地元当局によると、最初の被害は18日午後4時20分ごろに発生。2件目は19日の昼前、3件目は19日午後6時20分ごろだった。
シドニー湾で18日、泳いでいた少年がサメにかまれ、友人たちが水中から引き揚げた。少年は小児病院に搬送され重体となっている。
ニューサウスウェールズ州警察海上管区司令官のジョセフ・マクナルティ警視は19日の記者会見で、「警察が現場に駆けつけたときは、恐ろしい光景だった」と語った。

少年がサメにかまれた海岸に派遣された救急隊=18日、オーストラリア・シドニー/Nine News
マクナルティ氏は、少年を水中から岩場へ引き揚げた友人たちの行動を「勇敢そのものだ」とたたえた。「少年たちにとって、非常に衝撃的なけがだっただろうが、それが仲間意識というものだろう」
意識を失っていた少年に対し、救急隊は激しい出血を止めるため両脚に止血帯を巻き、警察のボートで搬送した。警察官は岸に向かう途中で心肺蘇生を行い、待機していた救急車に引き継いだ。

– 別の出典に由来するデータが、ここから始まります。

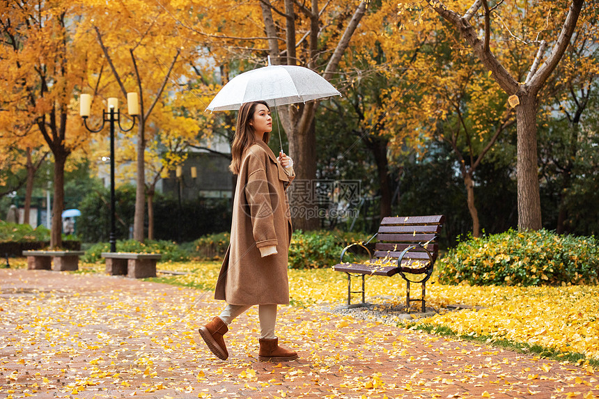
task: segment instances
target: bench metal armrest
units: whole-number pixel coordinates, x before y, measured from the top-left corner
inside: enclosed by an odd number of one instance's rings
[[[431,274],[432,271],[433,271],[433,254],[430,253],[430,251],[428,251],[428,249],[426,248],[426,247],[425,247],[426,244],[428,244],[428,243],[423,244],[422,242],[420,242],[417,245],[410,245],[410,247],[408,247],[407,248],[406,248],[405,249],[402,251],[401,253],[398,257],[398,258],[397,258],[397,271],[400,274],[400,275],[406,281],[410,281],[410,283],[423,283],[424,281],[426,281],[427,280],[428,280],[428,279],[430,277],[430,274]],[[401,260],[403,259],[403,257],[405,256],[406,253],[407,253],[407,252],[410,249],[414,249],[414,248],[422,248],[423,249],[424,249],[425,252],[426,252],[426,254],[428,255],[428,261],[429,261],[429,265],[430,265],[430,266],[426,268],[427,272],[426,272],[426,273],[424,273],[424,277],[423,277],[422,279],[417,281],[412,281],[412,280],[410,280],[410,279],[408,279],[405,276],[405,274],[403,273],[403,270],[401,269]]]
[[[362,248],[366,249],[366,252],[368,253],[368,256],[370,256],[370,258],[372,258],[372,257],[373,257],[372,253],[371,252],[371,250],[366,247],[366,245],[364,245],[364,244],[359,244],[358,242],[355,242],[354,244],[350,244],[350,245],[348,245],[347,247],[343,248],[343,251],[341,251],[341,256],[339,257],[339,263],[343,263],[343,256],[345,254],[345,252],[347,252],[348,249],[349,249],[350,248],[351,248],[352,247],[354,247],[354,246],[361,247]]]
[[[371,258],[371,259],[372,259],[372,257],[373,257],[372,252],[371,252],[371,250],[368,249],[366,245],[366,244],[368,244],[368,242],[372,241],[373,238],[374,238],[375,237],[377,236],[377,234],[378,234],[378,233],[375,233],[374,235],[373,235],[372,237],[368,238],[368,240],[366,241],[366,242],[364,242],[364,244],[361,244],[359,242],[355,242],[355,243],[350,244],[348,245],[347,247],[345,247],[345,248],[343,248],[343,250],[341,251],[341,256],[339,256],[339,263],[343,263],[343,255],[345,254],[345,252],[348,251],[348,249],[349,249],[350,248],[351,248],[352,247],[353,247],[355,245],[357,245],[358,247],[361,247],[362,248],[366,249],[366,252],[368,253],[368,256]]]

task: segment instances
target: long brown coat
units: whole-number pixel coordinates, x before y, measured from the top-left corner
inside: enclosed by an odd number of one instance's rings
[[[268,146],[258,141],[245,150],[233,207],[231,244],[223,260],[215,299],[231,305],[287,304],[287,256],[291,216],[285,189],[288,176]],[[277,246],[262,258],[258,248]]]

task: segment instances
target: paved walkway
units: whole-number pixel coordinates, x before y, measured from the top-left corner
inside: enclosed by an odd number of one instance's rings
[[[219,361],[197,333],[222,306],[211,297],[123,277],[0,269],[0,398],[599,396],[591,368],[318,309],[281,308],[278,334],[300,359],[257,361],[252,309],[225,336],[230,357]]]

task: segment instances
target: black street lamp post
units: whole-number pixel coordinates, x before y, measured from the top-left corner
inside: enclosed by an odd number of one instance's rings
[[[91,104],[91,97],[88,94],[81,95],[81,111],[80,115],[83,118],[83,123],[86,129],[93,133],[98,133],[104,129],[106,122],[110,124],[110,251],[116,252],[116,209],[114,196],[114,126],[115,123],[118,125],[121,132],[129,132],[135,125],[135,117],[139,114],[139,103],[137,102],[137,93],[129,93],[127,95],[129,108],[129,114],[131,115],[133,123],[128,129],[123,129],[120,125],[120,113],[118,111],[118,101],[116,98],[108,99],[108,111],[102,111],[102,125],[98,129],[91,129],[87,125],[87,118],[89,117],[90,106]]]

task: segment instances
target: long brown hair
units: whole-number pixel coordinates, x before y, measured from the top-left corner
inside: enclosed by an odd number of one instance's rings
[[[249,147],[255,141],[255,136],[254,135],[254,127],[249,125],[254,118],[254,113],[256,111],[256,107],[258,104],[263,104],[266,106],[268,111],[270,111],[270,107],[265,101],[255,101],[254,102],[245,102],[241,105],[239,109],[239,114],[237,116],[237,128],[235,131],[235,138],[233,139],[233,144],[231,146],[231,162],[228,169],[235,175],[239,174],[239,169],[241,167],[241,161],[243,157],[243,152],[245,149]],[[268,143],[268,140],[270,139],[270,132],[266,132],[262,138],[263,141]]]

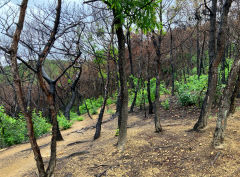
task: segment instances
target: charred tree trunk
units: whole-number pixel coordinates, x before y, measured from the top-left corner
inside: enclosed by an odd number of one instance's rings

マクナルティ氏によると、少年らは週末に降った大雨で汽水の状態となった水域で、高さ約6メートルの岩場から飛び込んで遊んでいた。汽水は海水と淡水が混じった水で、岸近くに餌を求めるサメを引き寄せることがあるという。
マクナルティ氏によれば、汽水と淡水、水しぶきの組み合わせが、サメの襲撃を最も引き起こしやすい状況を作り出してしまった可能性がある。

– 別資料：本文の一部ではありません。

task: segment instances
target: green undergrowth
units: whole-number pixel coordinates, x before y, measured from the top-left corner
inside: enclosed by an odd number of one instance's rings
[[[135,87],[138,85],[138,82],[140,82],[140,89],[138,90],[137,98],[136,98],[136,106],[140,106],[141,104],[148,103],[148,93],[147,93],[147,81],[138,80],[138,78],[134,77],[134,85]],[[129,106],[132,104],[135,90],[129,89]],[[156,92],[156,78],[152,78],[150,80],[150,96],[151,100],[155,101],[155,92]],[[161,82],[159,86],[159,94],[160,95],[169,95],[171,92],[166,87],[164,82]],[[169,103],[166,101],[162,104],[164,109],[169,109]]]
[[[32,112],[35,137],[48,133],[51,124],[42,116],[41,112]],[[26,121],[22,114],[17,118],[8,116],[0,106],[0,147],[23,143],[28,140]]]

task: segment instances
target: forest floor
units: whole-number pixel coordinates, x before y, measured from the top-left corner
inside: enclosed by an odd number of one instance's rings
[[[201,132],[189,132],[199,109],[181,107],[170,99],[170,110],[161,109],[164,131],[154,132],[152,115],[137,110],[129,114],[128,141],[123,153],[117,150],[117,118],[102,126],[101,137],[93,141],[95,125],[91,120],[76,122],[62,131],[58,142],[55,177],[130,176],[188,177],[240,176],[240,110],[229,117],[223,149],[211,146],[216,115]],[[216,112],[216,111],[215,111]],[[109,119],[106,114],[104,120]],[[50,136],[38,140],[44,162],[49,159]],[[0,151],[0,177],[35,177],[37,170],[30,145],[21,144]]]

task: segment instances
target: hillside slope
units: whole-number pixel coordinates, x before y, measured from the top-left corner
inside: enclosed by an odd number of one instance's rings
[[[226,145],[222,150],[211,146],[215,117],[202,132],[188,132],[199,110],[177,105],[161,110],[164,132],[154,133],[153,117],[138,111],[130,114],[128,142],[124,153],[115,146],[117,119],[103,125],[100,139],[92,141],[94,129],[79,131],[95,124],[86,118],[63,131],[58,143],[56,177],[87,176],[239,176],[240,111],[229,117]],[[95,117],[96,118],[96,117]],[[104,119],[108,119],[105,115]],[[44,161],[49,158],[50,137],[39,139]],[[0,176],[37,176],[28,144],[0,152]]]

それから24時間も経たないうちに、シドニー北部のディーワイポイント沖でサーフィンをしていた11歳の少年のサーフボードにサメがかみついた。少年にけがはなかった。地元当局が明らかにした。初期の評価によれば、15センチのかみ跡はオオメジロザメによるものの可能性が高いという。
さらに、19日夕方には、マンリービーチのノースステインで25歳の男性がサメに襲われ、脚に重傷を負った。警察が明らかにした。男性は現場で治療を受けた後、病院に搬送されたが、重体となっている。
警察は、ノーザンビーチの海岸はすべて、追って通知があるまで閉鎖されると発表した。マンリービーチは年間約100万人の海外観光客が訪れる、オーストラリア有数の観光地として知られる。
オーストラリアでは、サメによるかみつき事故は年間およそ20件あり、そのうち2〜3件が死亡事故とされる。
昨年11月には、オーストラリア東部のクラウディベイでスイス人観光客2人がサメにかまれ、20代の女性が死亡した。
シドニー周辺でのサメ被害は極めてまれで、過去60年間の死亡例は3件にとどまる。